The social media & networking format proliferated by the internet means that participation is open to anyone (as long as you can get to a computer and an internet service).  Exclusive is in the process of transforming into inclusive. The Two Buck Chuck phenomenon confirmed wine as a drink for everyman and the demographic for who is buying wine has become as varied and diverse as the thousands of wines available in the US alone.
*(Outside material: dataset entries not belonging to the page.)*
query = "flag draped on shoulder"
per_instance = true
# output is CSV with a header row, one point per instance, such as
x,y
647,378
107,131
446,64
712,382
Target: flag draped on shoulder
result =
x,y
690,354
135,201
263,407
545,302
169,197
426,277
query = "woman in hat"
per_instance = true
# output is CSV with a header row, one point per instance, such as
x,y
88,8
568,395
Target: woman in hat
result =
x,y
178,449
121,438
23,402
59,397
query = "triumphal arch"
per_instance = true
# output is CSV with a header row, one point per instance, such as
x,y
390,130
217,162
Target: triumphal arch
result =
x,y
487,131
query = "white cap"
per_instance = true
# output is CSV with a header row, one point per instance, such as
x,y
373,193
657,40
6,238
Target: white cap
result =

The opportunity here is for both wine producers and consumers.  Access to so many wine lovers gives wineries an opportunity to engage in this community, add value and learn from them.  We also hope that means increasing the value of a wine consumers experience with wine, and what they want,  how they get it, and so on. For consumers it means a variety of avenues to enjoy, learn about and connect with wine and wine lovers. Whether for entertainment value, for social interaction, or education, consumers have a powerful network of, well, online networks to engage with, participate in, contribute to and enjoy the wine life.

If wineries are smart, they will figure out how to join this online wine community, add value to it and participate genuinely and frequently.   I hope they do.  Marketing is changing from the billboard, shouting format where the buyer is passive, to an interactive, connecting model where people and brands overlap and engage with producers.  And what a perfect marriage wine and social media will be.  Two inclusive elements that bring people together to connect and share.